López at the 2012 Olympic Games
López has been one of the most frequent competitors on the international scene since her Olympic debut in Beijing, where she finished 43rd in qualification. Her many international medals include golds on uneven bars and balance beam at the 2010 Porto World Cup, and the gold on uneven bars at the 2011 Moscow World Cup. At the 2010 Worlds in Rotterdam, she made history for Venezuela with her 10th-place in the all-around final.
A strong all-arounder, the Caracas native has dominated continental and regional events as well, winning the all-around and three events titles at the 2010 South American Games in Medellín, Colombia. She also won the all-around and uneven bars titles at the 2010 Central American and Caribbean Games in Mayagüez, Puerto Rico.
An untimely injury at the 2011 World Championships in Tokyo knocked López out of the 2011 Pan American Games, held shortly after worlds in October. Subsequent injuries nearly cost López the chance to qualify for a second Olympic Games, but she persevered and advanced to London, where she finished 18th in the all-around final.
A fan favorite, gymnastics' own "J Lo" is particularly known for her fluid movement, dynamic variety on uneven bars and an impeccable triple twist on floor exercise.
Her acrobatics also earned her a spot on ESPN's "Sport Science," which broke down the physics of her 2 1/2 twist on floor and Jaeger on bars as part of its 2012 Olympic coverage.
López, who turns 27 in January, recently traveled to Oklahoma to work with visiting choreographer Adriana Pop. After working with Pop on a new floor routine, López sat down with IG to chat about the Olympic year, her role as a Venezuelan role model and her future plans in gymnastics.
IG: What was your impression of the Olympics in London?
JL: I think it was amazing to see all the competitors out there. It was a very strong Olympics especially when you saw the all-around finals and event finals. I was very happy to be there and I think I did a pretty good job overall. It was very impressive to see everyone out there competing.

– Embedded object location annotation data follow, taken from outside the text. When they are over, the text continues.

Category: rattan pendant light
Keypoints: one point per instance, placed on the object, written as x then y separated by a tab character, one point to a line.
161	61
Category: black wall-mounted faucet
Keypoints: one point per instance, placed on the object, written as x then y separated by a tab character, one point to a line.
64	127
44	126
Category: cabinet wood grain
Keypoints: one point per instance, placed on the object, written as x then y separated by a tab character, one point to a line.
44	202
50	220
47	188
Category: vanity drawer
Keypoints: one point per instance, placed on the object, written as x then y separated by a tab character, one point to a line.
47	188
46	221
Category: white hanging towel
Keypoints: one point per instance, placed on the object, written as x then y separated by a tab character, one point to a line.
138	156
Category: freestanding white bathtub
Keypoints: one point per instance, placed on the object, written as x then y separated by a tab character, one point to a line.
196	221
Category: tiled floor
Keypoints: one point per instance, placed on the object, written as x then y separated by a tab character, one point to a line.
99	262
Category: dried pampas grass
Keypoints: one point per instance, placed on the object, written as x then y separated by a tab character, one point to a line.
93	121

IG: What was the proudest moment for you in London?
JL: I think for me it was just getting there, because I went through so much the past year with injuries and everything. Just making it to the Olympics and being there and finally putting a good performance all together because the whole year was up and down. And finishing with the strong vault that I did — a double-full Yurchenko that was like the best vault I've done in my career — I think it was just amazing.
IG: Tell us about the injuries you went through before London.
JL: At the world championships in Tokyo, during the all-around finals, my last event was bars and I did the layout Jaeger and I fell. When I fell I injured my elbow and then I kept going, but I think I ended up falling like three mores times [laughs] because my elbow was bothering me. Then after that I couldn't go to the Pan American Games and for a month I couldn't do bars or anything much because of my injury.
Four weeks prior to the test event I had a third-degree sprain on my ankle, so we weren't sure whether or not I was going to make it to the test event. But I pushed through and even though I had to water down all my routines just to make it through, I did and I qualified for the Olympics.
But because I had to push through, I ended up getting a hairline fracture in my ankle so I ended up dealing with that for a long time. By that time it was February and I didn't have time to take off so much because we had to get ready for the Olympics. I was finally getting better and then I kind of tweaked my ankle again in May. Then I had to go back and slow down a little and finally I was healthy enough to put on a good show in London!
IG: What have you been doing since London?
JL: After London I took a month completely off gym, though I've been doing physical therapy and other treatments for my ankle and also my Achilles because I also have a small injury in my Achilles, chronic tendonitis. So we're trying to recover from all those injuries and get back into gymnastics shape.
IG: You're always very fit — is this natural for you? Were you blessed with good genes or do you have to work out a lot to stay so trim?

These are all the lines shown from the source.